Currently studying in one of Japan’s urban centres on a Japanese government scholarship, East-Asian traditional culture and landscape provide a wealth of inspiration for Mooney. This exhibition considers the effect that globalisation; technological developments and the environment can have on both landscape and ‘lived space’, and consequently how changes to these factors can in turn affect the way people live their lives.
In March 2011, the Tōhoku earthquake and tsunami shook the northeast coastline of Japan, causing almost 16,000 deaths and extensive and severe structural damage. The World Bank has estimated the economic toll for this event to be close to US$243 billion, making it the most expensive natural disaster in world history.

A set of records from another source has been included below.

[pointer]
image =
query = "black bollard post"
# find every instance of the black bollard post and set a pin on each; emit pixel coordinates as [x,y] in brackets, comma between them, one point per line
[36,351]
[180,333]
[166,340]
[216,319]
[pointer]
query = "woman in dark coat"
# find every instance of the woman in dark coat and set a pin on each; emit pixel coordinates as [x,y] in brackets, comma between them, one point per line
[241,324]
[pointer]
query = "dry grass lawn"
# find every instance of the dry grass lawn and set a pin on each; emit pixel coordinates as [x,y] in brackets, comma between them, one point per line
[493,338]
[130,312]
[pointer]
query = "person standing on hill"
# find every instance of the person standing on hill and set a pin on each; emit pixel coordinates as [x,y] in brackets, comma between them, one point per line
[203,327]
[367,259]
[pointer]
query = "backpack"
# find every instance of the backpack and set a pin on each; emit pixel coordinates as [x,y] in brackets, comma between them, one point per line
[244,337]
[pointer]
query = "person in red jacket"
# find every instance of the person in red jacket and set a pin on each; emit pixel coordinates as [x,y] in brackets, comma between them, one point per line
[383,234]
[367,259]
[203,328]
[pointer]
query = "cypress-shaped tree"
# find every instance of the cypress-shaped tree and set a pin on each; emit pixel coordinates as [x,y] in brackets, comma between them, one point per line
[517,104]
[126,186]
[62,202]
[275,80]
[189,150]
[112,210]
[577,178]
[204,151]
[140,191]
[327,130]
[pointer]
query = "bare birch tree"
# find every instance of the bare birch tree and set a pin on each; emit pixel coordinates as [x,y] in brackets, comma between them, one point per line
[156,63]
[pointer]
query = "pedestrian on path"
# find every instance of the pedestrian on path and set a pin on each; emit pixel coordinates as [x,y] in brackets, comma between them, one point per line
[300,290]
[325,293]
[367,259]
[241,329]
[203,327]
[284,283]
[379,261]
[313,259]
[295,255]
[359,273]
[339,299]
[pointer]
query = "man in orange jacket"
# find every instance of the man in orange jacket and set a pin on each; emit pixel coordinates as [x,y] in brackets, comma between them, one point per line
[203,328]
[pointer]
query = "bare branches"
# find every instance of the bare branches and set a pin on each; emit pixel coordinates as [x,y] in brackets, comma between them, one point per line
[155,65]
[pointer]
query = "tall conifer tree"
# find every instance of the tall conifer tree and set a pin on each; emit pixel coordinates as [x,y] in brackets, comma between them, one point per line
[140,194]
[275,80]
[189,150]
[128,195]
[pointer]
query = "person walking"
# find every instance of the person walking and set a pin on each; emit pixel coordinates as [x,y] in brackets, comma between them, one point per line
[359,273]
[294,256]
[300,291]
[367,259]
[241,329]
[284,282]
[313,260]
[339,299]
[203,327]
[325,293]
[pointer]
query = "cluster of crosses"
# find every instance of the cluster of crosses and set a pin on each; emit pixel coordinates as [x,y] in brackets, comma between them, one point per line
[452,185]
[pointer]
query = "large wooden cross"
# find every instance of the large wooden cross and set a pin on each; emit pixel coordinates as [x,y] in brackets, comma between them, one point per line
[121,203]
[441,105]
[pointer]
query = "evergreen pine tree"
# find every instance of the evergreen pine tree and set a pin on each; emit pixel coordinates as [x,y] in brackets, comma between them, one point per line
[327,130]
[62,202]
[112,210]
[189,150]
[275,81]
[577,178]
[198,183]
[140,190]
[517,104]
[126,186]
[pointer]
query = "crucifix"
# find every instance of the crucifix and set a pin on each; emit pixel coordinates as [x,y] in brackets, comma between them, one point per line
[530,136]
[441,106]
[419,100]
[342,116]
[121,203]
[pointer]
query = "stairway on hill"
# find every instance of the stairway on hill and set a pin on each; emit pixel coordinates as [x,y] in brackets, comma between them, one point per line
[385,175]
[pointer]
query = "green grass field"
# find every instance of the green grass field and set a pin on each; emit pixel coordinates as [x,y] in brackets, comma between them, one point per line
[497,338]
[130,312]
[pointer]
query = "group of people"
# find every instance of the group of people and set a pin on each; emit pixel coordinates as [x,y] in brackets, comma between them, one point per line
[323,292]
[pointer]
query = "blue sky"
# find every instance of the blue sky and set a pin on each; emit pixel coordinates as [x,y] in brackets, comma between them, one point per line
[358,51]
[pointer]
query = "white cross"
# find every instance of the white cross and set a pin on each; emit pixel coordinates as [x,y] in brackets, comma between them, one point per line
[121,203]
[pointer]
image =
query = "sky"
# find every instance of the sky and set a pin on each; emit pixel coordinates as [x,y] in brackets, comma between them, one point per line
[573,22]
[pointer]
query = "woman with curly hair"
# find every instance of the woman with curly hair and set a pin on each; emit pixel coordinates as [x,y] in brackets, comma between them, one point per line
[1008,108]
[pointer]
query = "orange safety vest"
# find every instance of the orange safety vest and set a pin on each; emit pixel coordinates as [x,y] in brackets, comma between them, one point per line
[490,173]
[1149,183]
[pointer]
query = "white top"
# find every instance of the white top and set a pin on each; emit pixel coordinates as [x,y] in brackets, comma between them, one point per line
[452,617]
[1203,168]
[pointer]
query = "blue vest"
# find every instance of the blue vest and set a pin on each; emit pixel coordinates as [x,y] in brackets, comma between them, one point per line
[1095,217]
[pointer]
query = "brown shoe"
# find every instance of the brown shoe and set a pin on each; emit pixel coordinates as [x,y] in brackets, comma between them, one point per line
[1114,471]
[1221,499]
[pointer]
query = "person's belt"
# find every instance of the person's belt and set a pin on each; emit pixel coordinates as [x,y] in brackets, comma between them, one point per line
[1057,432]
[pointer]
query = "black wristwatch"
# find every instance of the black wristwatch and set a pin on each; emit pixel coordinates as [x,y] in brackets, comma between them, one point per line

On the one-year anniversary of this catastrophe, Mooney will consider both the northeast coastline; the site of this event and the urban centres of Japan independently, providing a contrasting image of an area of destruction and of urban Japanese architectural achievement. She examines the site of this earthquake, the Tohoku region, and documents what she observes in the town of Kesennuma in a photographic series, 'Remnant Mass'. These post-apocalyptic images reveal the temporary and transient nature of Japanese dwellings and throw the scale and magnitude of the earthquake and tsunami into sharp relief. One cannot help but wonder how and when these buildings will be returned to their former inhabitants and when this former sea-side town will be restored to its natural beauty.
Japanese architecture has withstood many attacks, from both political and natural sources, as such town-planning and architectural design have become integral to the re-structuring of communities and the re-building of lives. Mooney's second photographic series in this exhibition, 'Walking in the City' examines the urban-scapes of Japan's larger cities, in contrast to the impermanence demonstrated in the previous series, these images depict highly-coloured, stylised, permanent, modern structures. Mooney allows a sense of temporality to creep in by placing a single figure in each frame, contrasted in size and scale to the surrounding buildings, this figure provides an insight into the isolation and vastness of urban landscapes.
Mooney deals with this subject matter in a sensitive manner, cognisant of the recent nature of these events and of the trauma of those affected. This exhibition allows for an exchange between the aesthetic of the city and that of the natural environment, Mooney opens up Japanese culture to the uninitiated.